À fin septembre 2025, le nombre de transactions de logements anciens atteint 921 000 sur 12 mois, soit une progression de près de 11 % par rapport à l’année 2024. Cette dynamique s’accompagne d’une hausse annuelle de l’indice des prix des appartements anciens de +1,3 % et d’une évolution plus modérée pour les maisons anciennes (+0,2 %), traduisant un retour à la stabilité après une période de baisse marquée entre 2021 et 2024.
Les projections pour la fin de l’année et janvier 2026 anticipent une poursuite de cette tendance, avec des évolutions annuelles proches de +2 % pour les appartements et de l’ordre de +1 % pour les maisons.
L’analyse par grandes agglomérations révèle des disparités persistantes, s’agissant aussi bien des appartements que des maisons individuelles.

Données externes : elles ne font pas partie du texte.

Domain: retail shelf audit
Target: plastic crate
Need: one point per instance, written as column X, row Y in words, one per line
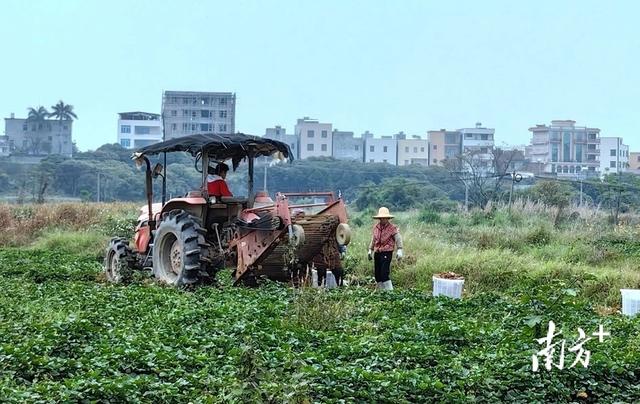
column 448, row 287
column 630, row 301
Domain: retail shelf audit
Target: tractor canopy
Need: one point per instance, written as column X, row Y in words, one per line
column 221, row 147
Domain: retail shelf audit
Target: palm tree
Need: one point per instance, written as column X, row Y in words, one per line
column 62, row 112
column 37, row 117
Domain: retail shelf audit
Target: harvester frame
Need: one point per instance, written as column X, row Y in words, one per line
column 190, row 239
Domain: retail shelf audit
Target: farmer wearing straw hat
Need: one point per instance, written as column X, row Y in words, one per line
column 386, row 238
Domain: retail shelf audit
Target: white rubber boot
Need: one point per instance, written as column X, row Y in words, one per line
column 387, row 285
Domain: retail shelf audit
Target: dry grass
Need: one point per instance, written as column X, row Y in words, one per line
column 22, row 224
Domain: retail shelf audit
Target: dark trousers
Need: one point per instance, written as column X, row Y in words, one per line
column 382, row 265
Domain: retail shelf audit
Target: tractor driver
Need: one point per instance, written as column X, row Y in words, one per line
column 216, row 184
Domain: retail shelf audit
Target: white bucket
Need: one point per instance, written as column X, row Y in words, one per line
column 630, row 301
column 448, row 287
column 330, row 281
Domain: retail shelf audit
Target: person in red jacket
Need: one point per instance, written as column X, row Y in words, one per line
column 216, row 184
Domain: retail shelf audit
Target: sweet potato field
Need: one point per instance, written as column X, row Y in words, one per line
column 67, row 336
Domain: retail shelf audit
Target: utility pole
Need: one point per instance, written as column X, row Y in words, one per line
column 513, row 181
column 466, row 196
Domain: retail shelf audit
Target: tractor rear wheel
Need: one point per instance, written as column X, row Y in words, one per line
column 177, row 249
column 118, row 261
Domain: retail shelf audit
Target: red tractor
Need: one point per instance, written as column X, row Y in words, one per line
column 189, row 239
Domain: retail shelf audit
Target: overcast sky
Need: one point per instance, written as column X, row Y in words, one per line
column 382, row 66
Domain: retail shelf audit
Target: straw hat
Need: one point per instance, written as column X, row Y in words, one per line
column 383, row 213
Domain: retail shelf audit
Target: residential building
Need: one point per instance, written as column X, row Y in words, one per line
column 478, row 144
column 51, row 136
column 634, row 162
column 443, row 144
column 190, row 112
column 614, row 155
column 566, row 149
column 347, row 147
column 413, row 150
column 279, row 133
column 138, row 129
column 4, row 146
column 380, row 150
column 315, row 138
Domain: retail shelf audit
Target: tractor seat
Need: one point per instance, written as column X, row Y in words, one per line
column 195, row 194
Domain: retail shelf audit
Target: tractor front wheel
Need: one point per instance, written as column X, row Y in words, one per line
column 118, row 261
column 177, row 249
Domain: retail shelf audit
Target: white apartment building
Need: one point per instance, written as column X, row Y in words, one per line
column 380, row 150
column 347, row 147
column 280, row 134
column 190, row 112
column 413, row 150
column 138, row 129
column 315, row 138
column 566, row 149
column 614, row 155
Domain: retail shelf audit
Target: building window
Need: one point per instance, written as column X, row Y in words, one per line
column 142, row 130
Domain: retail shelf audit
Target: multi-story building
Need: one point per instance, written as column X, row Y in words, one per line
column 315, row 138
column 380, row 150
column 189, row 112
column 444, row 145
column 279, row 133
column 566, row 149
column 347, row 147
column 634, row 162
column 4, row 146
column 614, row 155
column 50, row 136
column 413, row 150
column 478, row 143
column 138, row 129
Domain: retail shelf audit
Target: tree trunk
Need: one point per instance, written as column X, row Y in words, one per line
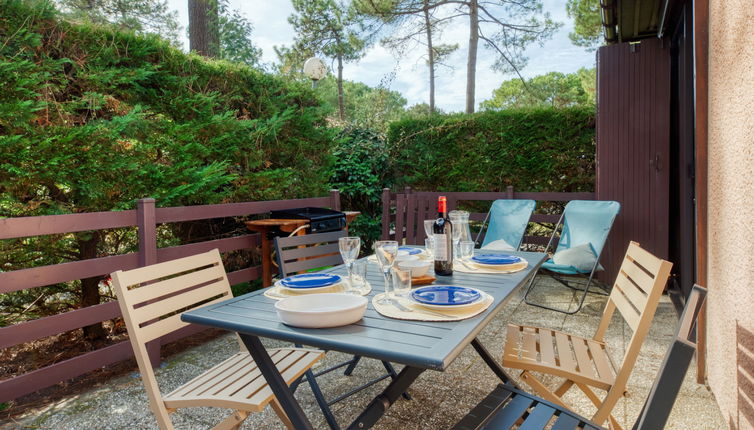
column 87, row 243
column 431, row 58
column 341, row 105
column 204, row 28
column 473, row 44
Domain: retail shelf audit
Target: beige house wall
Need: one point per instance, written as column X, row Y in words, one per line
column 730, row 337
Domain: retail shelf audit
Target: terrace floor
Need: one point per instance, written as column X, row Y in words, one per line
column 439, row 398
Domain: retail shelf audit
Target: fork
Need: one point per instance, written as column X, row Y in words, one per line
column 397, row 304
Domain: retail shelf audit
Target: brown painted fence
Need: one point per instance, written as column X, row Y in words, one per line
column 145, row 218
column 403, row 214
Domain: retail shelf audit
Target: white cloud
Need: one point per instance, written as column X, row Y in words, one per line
column 271, row 28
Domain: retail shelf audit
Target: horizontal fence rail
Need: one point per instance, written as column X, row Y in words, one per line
column 403, row 214
column 145, row 219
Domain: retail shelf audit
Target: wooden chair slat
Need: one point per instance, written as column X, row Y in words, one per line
column 624, row 306
column 643, row 257
column 327, row 237
column 290, row 374
column 172, row 286
column 582, row 357
column 546, row 350
column 311, row 251
column 169, row 286
column 248, row 383
column 223, row 370
column 167, row 268
column 600, row 358
column 297, row 266
column 642, row 279
column 565, row 357
column 529, row 350
column 181, row 301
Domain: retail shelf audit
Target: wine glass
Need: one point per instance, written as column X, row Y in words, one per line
column 386, row 251
column 349, row 249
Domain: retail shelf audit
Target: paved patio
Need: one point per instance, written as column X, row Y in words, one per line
column 439, row 399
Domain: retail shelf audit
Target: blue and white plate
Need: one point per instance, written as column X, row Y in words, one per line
column 310, row 280
column 496, row 259
column 446, row 296
column 410, row 250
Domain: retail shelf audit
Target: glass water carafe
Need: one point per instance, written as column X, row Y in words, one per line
column 461, row 229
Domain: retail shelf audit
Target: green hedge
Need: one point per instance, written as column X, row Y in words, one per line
column 532, row 149
column 92, row 118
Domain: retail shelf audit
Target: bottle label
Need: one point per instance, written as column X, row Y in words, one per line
column 441, row 247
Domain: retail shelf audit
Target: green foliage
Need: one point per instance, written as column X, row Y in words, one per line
column 360, row 173
column 553, row 89
column 530, row 149
column 92, row 118
column 365, row 106
column 141, row 16
column 235, row 37
column 587, row 23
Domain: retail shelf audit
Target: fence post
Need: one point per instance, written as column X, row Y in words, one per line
column 146, row 222
column 386, row 214
column 335, row 199
column 509, row 192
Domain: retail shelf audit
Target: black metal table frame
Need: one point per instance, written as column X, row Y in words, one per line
column 376, row 408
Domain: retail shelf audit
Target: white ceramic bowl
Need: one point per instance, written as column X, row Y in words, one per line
column 417, row 267
column 321, row 310
column 401, row 258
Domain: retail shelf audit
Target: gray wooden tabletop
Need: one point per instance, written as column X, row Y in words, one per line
column 429, row 345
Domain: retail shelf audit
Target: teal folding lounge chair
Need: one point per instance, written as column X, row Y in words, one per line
column 508, row 221
column 584, row 222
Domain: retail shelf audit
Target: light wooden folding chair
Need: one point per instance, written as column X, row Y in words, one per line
column 151, row 300
column 586, row 363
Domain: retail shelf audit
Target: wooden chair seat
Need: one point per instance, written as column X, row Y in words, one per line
column 237, row 383
column 579, row 359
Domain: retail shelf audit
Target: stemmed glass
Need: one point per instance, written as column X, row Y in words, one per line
column 386, row 251
column 349, row 249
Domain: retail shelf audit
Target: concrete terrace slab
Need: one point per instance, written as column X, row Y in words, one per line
column 439, row 399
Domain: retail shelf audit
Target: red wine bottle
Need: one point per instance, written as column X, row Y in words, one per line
column 443, row 234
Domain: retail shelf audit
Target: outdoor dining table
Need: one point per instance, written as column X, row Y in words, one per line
column 416, row 344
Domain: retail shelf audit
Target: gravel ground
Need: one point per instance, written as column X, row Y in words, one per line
column 439, row 398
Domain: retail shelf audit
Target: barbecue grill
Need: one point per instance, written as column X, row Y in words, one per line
column 320, row 219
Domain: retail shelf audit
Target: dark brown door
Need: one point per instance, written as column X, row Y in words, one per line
column 633, row 109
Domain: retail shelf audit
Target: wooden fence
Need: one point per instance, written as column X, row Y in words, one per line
column 145, row 218
column 403, row 214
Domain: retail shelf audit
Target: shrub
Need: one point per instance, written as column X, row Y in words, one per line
column 545, row 149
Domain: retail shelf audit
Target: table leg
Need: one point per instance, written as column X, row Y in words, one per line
column 491, row 362
column 266, row 260
column 276, row 382
column 384, row 400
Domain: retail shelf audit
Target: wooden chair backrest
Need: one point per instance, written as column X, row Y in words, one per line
column 659, row 403
column 311, row 251
column 152, row 299
column 635, row 295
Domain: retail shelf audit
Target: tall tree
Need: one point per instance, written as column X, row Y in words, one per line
column 587, row 23
column 553, row 89
column 506, row 27
column 330, row 28
column 235, row 37
column 412, row 22
column 204, row 27
column 141, row 16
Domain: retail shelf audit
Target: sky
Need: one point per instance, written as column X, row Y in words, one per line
column 409, row 75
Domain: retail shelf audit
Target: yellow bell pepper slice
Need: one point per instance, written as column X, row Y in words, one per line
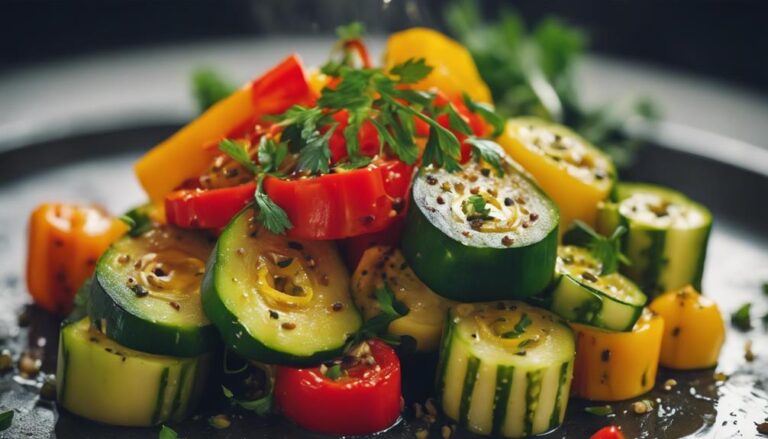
column 694, row 329
column 575, row 174
column 614, row 366
column 454, row 71
column 187, row 154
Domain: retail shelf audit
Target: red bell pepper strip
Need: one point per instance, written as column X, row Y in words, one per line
column 331, row 206
column 364, row 400
column 610, row 432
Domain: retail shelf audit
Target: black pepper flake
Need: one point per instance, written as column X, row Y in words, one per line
column 139, row 291
column 284, row 262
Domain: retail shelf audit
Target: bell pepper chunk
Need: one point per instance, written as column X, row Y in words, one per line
column 187, row 153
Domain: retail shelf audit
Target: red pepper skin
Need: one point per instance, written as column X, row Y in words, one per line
column 364, row 402
column 344, row 204
column 330, row 206
column 206, row 209
column 610, row 432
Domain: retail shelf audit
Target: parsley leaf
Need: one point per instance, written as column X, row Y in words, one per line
column 411, row 71
column 607, row 250
column 334, row 372
column 238, row 154
column 351, row 31
column 261, row 406
column 271, row 154
column 167, row 432
column 741, row 318
column 270, row 215
column 487, row 150
column 138, row 221
column 486, row 112
column 377, row 326
column 209, row 87
column 315, row 157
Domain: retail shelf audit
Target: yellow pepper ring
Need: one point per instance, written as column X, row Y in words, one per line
column 296, row 279
column 494, row 325
column 504, row 218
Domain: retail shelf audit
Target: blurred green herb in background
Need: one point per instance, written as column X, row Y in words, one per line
column 532, row 72
column 209, row 87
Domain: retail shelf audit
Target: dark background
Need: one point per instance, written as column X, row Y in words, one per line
column 725, row 39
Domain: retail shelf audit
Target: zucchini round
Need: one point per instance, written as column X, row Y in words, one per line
column 570, row 169
column 582, row 294
column 146, row 295
column 505, row 368
column 474, row 236
column 277, row 300
column 666, row 239
column 104, row 381
column 424, row 322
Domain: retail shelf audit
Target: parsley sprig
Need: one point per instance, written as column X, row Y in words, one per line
column 606, row 249
column 271, row 154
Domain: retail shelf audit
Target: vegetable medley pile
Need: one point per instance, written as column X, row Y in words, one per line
column 307, row 223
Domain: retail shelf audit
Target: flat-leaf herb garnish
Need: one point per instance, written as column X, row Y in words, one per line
column 607, row 250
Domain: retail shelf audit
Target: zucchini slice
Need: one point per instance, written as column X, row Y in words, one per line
column 666, row 239
column 473, row 235
column 278, row 300
column 582, row 295
column 426, row 310
column 104, row 381
column 505, row 368
column 147, row 293
column 570, row 169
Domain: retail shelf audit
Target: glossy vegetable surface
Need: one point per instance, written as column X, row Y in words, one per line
column 355, row 395
column 694, row 330
column 574, row 173
column 65, row 241
column 614, row 366
column 473, row 235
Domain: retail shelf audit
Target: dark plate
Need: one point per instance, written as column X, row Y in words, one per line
column 97, row 168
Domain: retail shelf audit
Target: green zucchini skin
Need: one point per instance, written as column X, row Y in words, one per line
column 113, row 307
column 478, row 268
column 611, row 301
column 664, row 257
column 251, row 342
column 103, row 381
column 152, row 337
column 492, row 389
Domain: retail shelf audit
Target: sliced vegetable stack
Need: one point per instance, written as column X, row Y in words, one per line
column 278, row 300
column 505, row 368
column 481, row 233
column 237, row 254
column 666, row 239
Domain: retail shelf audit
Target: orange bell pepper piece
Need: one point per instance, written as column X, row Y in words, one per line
column 65, row 241
column 187, row 153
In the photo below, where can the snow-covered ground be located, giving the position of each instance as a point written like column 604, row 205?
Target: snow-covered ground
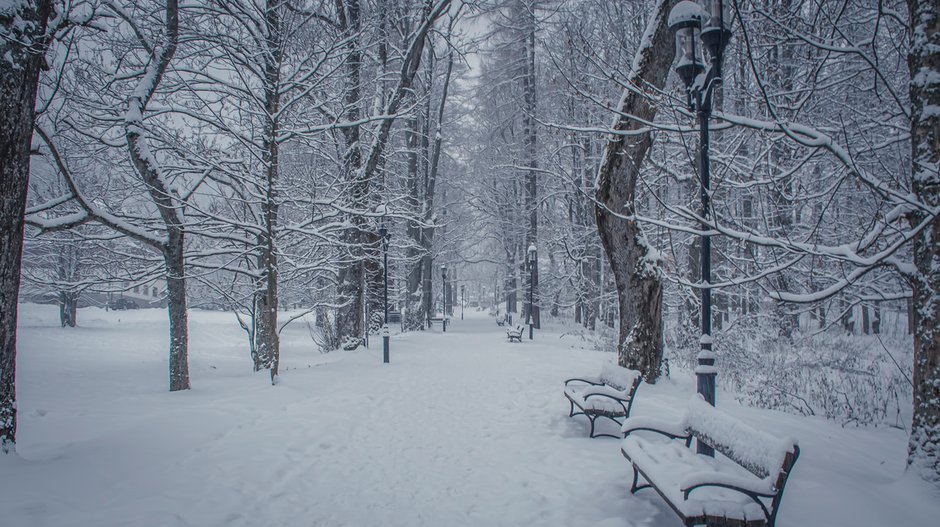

Si certaines villes comme Bordeaux, Nantes ou Lyon enregistrent encore des baisses de prix sur un an, d’autres, telles que Dijon, Toulon ou Marseille, affichent des hausses modérées.
Sur le long terme, la progression des prix demeure significative, aucune grande ville n’ayant connu de baisse sur dix ans, et certaines agglomérations affichant des hausses supérieures à 30 %.
Le pouvoir d’achat immobilier, après une forte érosion entre 2021 et 2023, connaît une amélioration en 2025, portée par la baisse des taux de crédit et la progression du revenu disponible moyen.
Enfin, la performance énergétique des logements continue d’influencer significativement les prix. En 2024, les maisons anciennes de classe G se sont vendues en moyenne 25 % moins cher que celles de classe D, contre 12 % pour les appartements. À l’inverse, les biens les mieux classés (A ou B) bénéficient de plus-values notables, jusqu’à +16 % pour les appartements de classe A. Cette prime ou décote liée à l’étiquette énergie s’est accentuée depuis 2021, renforçant l’importance de la performance énergétique dans la valorisation des biens immobiliers.
À noter que cet optimisme doit rester mesuré compte tenu des incertitudes politiques, économiques et géopolitiques persistantes, lesquelles continuent de fragiliser les perspectives du marché immobilier et font obstacle à un redémarrage net.